Video Transcript
In which quadrant of the argand plane does the complex number seven plus nine 𝑖 over three minus four 𝑖 lie?
The argand plane looks a lot like the Cartesian plane, but the horizontal and vertical axes have different meanings. We use the horizontal axis on an argand plane to represent the real part of a complex number. And we use the vertical axis to represent the imaginary part. Then, for example, the complex number 𝑧 equals three plus four 𝑖, which has a real part of three and an imaginary part of four, would be plotted at the coordinates three, four. That’s somewhere around here in the first quadrant of the argand diagram.
In order to determine which of the four quadrants this complex number seven plus nine 𝑖 over three minus four 𝑖 lies in, we need to consider the signs of its real and imaginary parts. Now, we can’t actually do this at the moment because our complex number has not been given in the general form 𝑧 equals 𝑎 plus 𝑏𝑖. So, we need to consider how we can manipulate this complex number first in order to bring it into the standard form.
There’s a trick that we can use to do this. And it’s a little like when we rationalize the denominator in a surd. We want to make the denominator of this quotient a real number. So, its imaginary part must be zero. And to do this, we multiply by the complex conjugate of the denominator. Recall that the complex conjugate of the general complex number 𝑎 plus 𝑏𝑖 is the complex number 𝑎 minus 𝑏𝑖. We simply changed the sign of the imaginary part, so the complex conjugate of three minus four 𝑖 is three plus four 𝑖.
However, we can’t just multiply the denominator of our quotient by this complex number because that would be changing the quotient’s value. We also need to multiply the numerator by the same quotient so that, overall, we’re multiplying by one and, therefore, finding an equivalent value. So, we now have the expression seven plus nine 𝑖 multiplied by three plus four 𝑖 over three minus four 𝑖 multiplied by three plus four 𝑖. We need to distribute each set of parentheses. And we’ll begin in the denominator so that we can remind ourselves why we multiply by the complex conjugate.
So, in the denominator then, multiplying the first terms together gives nine. Multiplying the outer terms together, three multiplied by four 𝑖 is 12𝑖. Multiplying the inner terms together gives negative 12𝑖. And then, multiplying the last terms together gives negative 16𝑖 squared. Now, we see that in the center of our expansion, we have plus 12𝑖 minus 12𝑖. And these two terms cancel each other out.
We also recall the key fact that 𝑖 squared is equal to negative one. So, we have nine minus 16 multiplied by negative one. That’s nine plus 16, which is 25. And the key point is that by multiplying three minus four 𝑖 by its complex conjugate three plus four 𝑖, we have got a real number. The imaginary part of the result is zero.

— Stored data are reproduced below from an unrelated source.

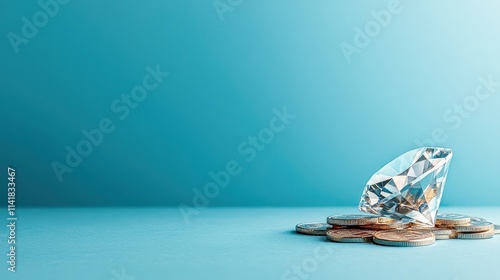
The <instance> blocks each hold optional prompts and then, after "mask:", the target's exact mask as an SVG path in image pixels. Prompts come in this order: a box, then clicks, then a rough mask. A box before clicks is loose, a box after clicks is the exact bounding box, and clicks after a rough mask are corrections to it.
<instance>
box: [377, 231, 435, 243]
mask: <svg viewBox="0 0 500 280" xmlns="http://www.w3.org/2000/svg"><path fill="white" fill-rule="evenodd" d="M435 241H436V237H435V235H434V233H432V232H430V231H428V230H413V229H405V230H387V231H379V232H376V233H375V234H374V235H373V242H374V243H377V244H380V245H386V246H398V247H415V246H425V245H431V244H434V242H435Z"/></svg>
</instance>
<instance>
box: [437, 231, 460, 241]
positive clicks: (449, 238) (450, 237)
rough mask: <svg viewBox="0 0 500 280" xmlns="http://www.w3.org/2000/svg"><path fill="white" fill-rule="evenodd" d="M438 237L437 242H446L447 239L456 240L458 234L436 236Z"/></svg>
mask: <svg viewBox="0 0 500 280" xmlns="http://www.w3.org/2000/svg"><path fill="white" fill-rule="evenodd" d="M434 235H435V236H436V240H446V239H454V238H457V232H455V231H454V232H452V233H450V234H434Z"/></svg>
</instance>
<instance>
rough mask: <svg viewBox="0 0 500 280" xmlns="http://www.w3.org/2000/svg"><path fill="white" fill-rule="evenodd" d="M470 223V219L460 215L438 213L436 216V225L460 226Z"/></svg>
mask: <svg viewBox="0 0 500 280" xmlns="http://www.w3.org/2000/svg"><path fill="white" fill-rule="evenodd" d="M469 222H470V217H469V216H467V215H462V214H453V213H440V214H438V215H437V216H436V225H461V224H467V223H469Z"/></svg>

This is an illustration of the general result that if we take a complex number 𝑎 plus 𝑏𝑖 and multiply it by its complex conjugate 𝑎 minus 𝑏𝑖, we will obtain a real number 𝑎 squared plus 𝑏 squared. We can see that, in our case, we obtain the number 25, which is equal to three squared plus four squared.
So, we now have a real number in the denominator of our quotient. We now need to distribute the parentheses in the numerator. Doing so gives 21 plus 28𝑖 plus 27𝑖 plus 36𝑖 squared. Recalling again that 𝑖 squared is equal to negative one, this simplifies to 21 plus 55𝑖 plus 36 multiplied by negative one. That’s 21 minus 36, which is negative 15, plus 55𝑖.
So, by multiplying both the numerator and denominator of this quotient by the complex conjugate of the denominator, we’ve found that this complex number is equivalent to the complex number negative 15 plus 55𝑖 over 25. Remember, the purpose of us doing this was so we could determine the signs of the real and imaginary parts of our complex number. So, by separating the real and imaginary parts up into to two separate fractions and then simplifying, we have that our complex number is equivalent to negative three-fifths plus eleven-fifths 𝑖.
So, we find that the real part of our complex numbers 𝑧 is negative three-fifths, which is negative. And the imaginary part of our complex number 𝑧 is eleven-fifths, which is positive. Our complex number will, therefore, be plotted on the argand plane using a negative value on the real axis and a positive value on the imaginary axis, which means it will be in the second quadrant.
So, by first finding an equivalent expression for our complex number by multiplying both the numerator and denominator by the complex conjugate of the denominator. And then, considering the signs of its real and imaginary parts, we’ve found that the complex number seven plus nine 𝑖 over three minus four 𝑖 lies in the second quadrant of the argand plane.